Un premier média québécois destiné aux start-ups est né

Publié le 25/05/2016 à 16:30

Un premier média québécois destiné aux start-ups est né

Publié le 25/05/2016 à 16:30

Par Matthieu Charest

C’est officiel. Après des mois à vivoter sur du temps volé à ses trois cofondateurs, le blogue MTL in Tech devient un vrai média. Vrai dans le sens où le site de nouvelles destiné à la communauté start-up sera géré à temps plein par Joseph Czikk, l’un des cofondateurs, grâce à l’appui de grands commanditaires. Sans but lucratif, le média va toutefois demeurer en anglais seulement.


«Joey [Joseph Czikk] y travaillait à temps partiel, alors que pour Gabriel [Sundaram, de Real Ventures] et moi, c’était un peu notre travail de nuit, raconte Ian Jeffrey de Password Box [acheté par Intel]. Après douze mois en mode MVP [produit minimum viable], c’est le lancement officiel».


Un service né d’un besoin de mieux couvrir l’actualité foisonnante de l’écosystème start-up montréalais, expliquent les cofondateurs.


«Je me rappelle du moment exact où j’ai réalisé qu’il nous fallait absolument un site comme ça, se souvient Gabriel Sundaram. En janvier 2015, je lisais des blogues bien connus au Canada anglais, BetaKit et TechVibes. Les deux médias avaient fait des classements des «10 meilleures histoires» sur des start-ups canadiennes de l’année précédente, et il n’y avait rien du tout sur Montréal! Pourtant, LightSpeed ou Breather, par exemple, avaient connus une année exceptionnelle».


Loin des yeux, loin du cœur, finalement. Les deux blogues sont gérés à partir de Toronto et de Vancouver. Il y avait bien d’autres blogues destinés aux start-ups montréalaises auparavant, mais ils sont à peu près disparus maintenant.


Un cri du coeur


«Il y a un grand besoin d’encourager l’entrepreneuriat et l’innovation au Québec, pense Ian. Et l’une des meilleures façons de le faire, c’est de braquer les projecteurs sur des initiatives et des succès. Montréal est l’une des plus grandes villes universitaires en Amérique, pourtant, il y a trop de jeunes qui vont travailler pour de grandes entreprises. C’est difficile pour les start-ups de recruter, et si l’on veut que le cercle vertueux grandisse, il faut l’encourager».


En plus, selon un mémoire publié par Montréal International en février 2015, près de la moitié des étudiants étrangers (49 %) ont l’intention de quitter Montréal à la fin de leurs études. Des candidats qui seraient pourtant qualifiés et alléchants pour les start-ups québécoises.
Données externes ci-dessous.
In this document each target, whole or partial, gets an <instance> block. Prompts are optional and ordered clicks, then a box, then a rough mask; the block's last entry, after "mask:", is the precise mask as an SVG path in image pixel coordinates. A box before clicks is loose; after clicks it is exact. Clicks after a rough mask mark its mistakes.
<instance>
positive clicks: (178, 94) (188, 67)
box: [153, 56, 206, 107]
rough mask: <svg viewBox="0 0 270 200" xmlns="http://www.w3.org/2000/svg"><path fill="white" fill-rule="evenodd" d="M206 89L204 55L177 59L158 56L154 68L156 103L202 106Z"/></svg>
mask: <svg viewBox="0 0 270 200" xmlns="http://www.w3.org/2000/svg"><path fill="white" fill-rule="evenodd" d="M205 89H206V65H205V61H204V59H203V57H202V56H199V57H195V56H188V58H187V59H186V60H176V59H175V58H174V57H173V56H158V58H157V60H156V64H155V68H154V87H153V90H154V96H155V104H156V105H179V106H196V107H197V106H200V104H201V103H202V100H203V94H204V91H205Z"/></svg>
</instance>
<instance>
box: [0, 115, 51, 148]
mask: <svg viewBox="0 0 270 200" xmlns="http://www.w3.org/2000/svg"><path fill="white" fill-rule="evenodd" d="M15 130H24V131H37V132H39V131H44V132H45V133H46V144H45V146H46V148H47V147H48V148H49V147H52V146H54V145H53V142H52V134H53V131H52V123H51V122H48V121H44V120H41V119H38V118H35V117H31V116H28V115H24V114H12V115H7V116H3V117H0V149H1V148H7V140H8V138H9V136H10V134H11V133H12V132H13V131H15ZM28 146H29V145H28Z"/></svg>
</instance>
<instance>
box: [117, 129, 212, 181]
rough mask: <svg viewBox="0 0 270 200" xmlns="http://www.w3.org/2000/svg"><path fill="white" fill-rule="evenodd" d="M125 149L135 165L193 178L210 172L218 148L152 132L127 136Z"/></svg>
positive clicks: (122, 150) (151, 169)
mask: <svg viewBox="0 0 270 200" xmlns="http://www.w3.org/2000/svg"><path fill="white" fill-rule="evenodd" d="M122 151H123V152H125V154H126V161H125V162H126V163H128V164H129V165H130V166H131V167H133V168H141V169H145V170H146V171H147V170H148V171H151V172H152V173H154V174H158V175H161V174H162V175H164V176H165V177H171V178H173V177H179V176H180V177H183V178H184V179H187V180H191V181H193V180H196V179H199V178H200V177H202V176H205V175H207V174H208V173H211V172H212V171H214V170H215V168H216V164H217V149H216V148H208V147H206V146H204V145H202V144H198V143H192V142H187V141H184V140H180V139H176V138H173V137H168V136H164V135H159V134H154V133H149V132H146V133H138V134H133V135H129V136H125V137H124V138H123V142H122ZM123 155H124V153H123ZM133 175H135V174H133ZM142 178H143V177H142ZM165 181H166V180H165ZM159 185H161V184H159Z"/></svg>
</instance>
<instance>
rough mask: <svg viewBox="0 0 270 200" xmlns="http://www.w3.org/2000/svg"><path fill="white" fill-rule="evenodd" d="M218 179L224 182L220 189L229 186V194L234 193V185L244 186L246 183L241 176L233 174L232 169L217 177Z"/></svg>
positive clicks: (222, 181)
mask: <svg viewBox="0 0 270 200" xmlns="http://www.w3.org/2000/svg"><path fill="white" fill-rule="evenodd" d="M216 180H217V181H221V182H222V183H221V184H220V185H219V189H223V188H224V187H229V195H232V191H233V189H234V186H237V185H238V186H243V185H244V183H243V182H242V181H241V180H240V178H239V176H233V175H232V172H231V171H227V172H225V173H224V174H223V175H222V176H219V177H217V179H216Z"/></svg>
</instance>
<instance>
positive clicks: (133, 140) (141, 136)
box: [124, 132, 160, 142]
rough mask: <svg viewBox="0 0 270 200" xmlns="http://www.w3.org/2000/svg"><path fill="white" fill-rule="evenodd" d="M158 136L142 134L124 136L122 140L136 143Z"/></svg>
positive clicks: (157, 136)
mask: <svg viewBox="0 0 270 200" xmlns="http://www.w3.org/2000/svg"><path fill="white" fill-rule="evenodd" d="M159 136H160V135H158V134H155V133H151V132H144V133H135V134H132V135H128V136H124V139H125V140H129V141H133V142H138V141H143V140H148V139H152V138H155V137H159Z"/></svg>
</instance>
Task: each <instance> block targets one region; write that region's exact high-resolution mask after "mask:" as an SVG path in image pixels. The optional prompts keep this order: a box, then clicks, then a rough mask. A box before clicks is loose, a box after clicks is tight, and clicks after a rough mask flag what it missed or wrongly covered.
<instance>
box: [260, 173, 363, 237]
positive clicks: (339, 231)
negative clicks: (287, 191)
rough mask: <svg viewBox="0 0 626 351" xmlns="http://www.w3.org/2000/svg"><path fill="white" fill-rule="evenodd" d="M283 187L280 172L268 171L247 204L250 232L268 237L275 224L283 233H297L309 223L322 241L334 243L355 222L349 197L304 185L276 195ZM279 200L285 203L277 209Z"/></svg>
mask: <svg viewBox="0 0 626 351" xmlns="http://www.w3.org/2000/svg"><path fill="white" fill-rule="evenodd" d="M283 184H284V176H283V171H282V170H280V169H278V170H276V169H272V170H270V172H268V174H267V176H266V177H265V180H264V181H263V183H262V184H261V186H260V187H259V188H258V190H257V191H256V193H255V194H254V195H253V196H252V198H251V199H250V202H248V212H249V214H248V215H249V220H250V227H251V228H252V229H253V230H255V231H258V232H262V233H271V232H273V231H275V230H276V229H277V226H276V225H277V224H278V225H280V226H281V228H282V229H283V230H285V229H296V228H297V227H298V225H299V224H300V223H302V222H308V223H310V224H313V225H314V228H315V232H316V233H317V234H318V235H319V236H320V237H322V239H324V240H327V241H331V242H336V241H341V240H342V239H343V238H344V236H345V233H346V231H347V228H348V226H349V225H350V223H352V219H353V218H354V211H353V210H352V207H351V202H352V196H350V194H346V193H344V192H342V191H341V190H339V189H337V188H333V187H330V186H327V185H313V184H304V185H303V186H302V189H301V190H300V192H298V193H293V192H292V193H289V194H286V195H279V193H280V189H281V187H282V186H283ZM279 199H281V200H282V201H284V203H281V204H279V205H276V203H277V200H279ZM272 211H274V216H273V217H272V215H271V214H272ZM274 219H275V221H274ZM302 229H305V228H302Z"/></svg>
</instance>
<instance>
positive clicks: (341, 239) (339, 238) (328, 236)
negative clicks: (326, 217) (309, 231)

[De gauche à doite: Gabriel Sundaram, Ian Jeffrey et Joey Czikk]


Un nouveau modèle


Encourager l’innovation, les start-ups, d’accord. Mais avec la crise qui secoue l’ensemble des médias depuis des années, en laissant plusieurs exsangues au passage, l’idée de lancer un autre média semble pour le moins étrange, voire vouée à l’échec.


«Mais nous ne sommes pas à but lucratif, répond Gabriel Sundaram. Nous n’avons pas à survivre au gré des revenus publicitaires».


« Nous arrivons à payer Joey avec le support financier de nos commanditaires: Richter, Deloitte, Shopify, BNC, Teralys, PME MTL, Rogers, Cloud.ca et Fasken Martineau, ajoute Ian Jeffrey. Ces grandes organisations-là ont compris l’importance des start-ups et y voient des occasions».


Un petit monde


Reste à savoir si MTL in Tech sera capable, avec Joey Czikk et ses pigistes, de déplaire aux commanditaires et de poser des questions difficiles aux start-ups lorsqu’il le faudra. Si le Québec est un petit univers médiatique, l’effet de petitesse est magnifié lorsqu’il est question de la communauté start-up.


«Nous sommes conscients de la petite taille du marché, assure Joey. Et nous serons capables de poser des questions qui déplaisent lorsqu’il le faudra. Si notre priorité n’est pas de trouver le «prochain Watergate» ou d’être méchant seulement pour être méchant, la communauté start-up est particulière. Les gens s’attendent à se faire dire leurs quatre vérités. Ça ne sert à rien d’embellir la vérité».


Une initiative à suivre avec intérêt, alors que la communauté start-up ne cesse de grandir: les bonnes histoires devraient suivre le même rythme de croissance. En anglais seulement par contre. Mais pour le reste, il y a — et surtout — Les Affaires.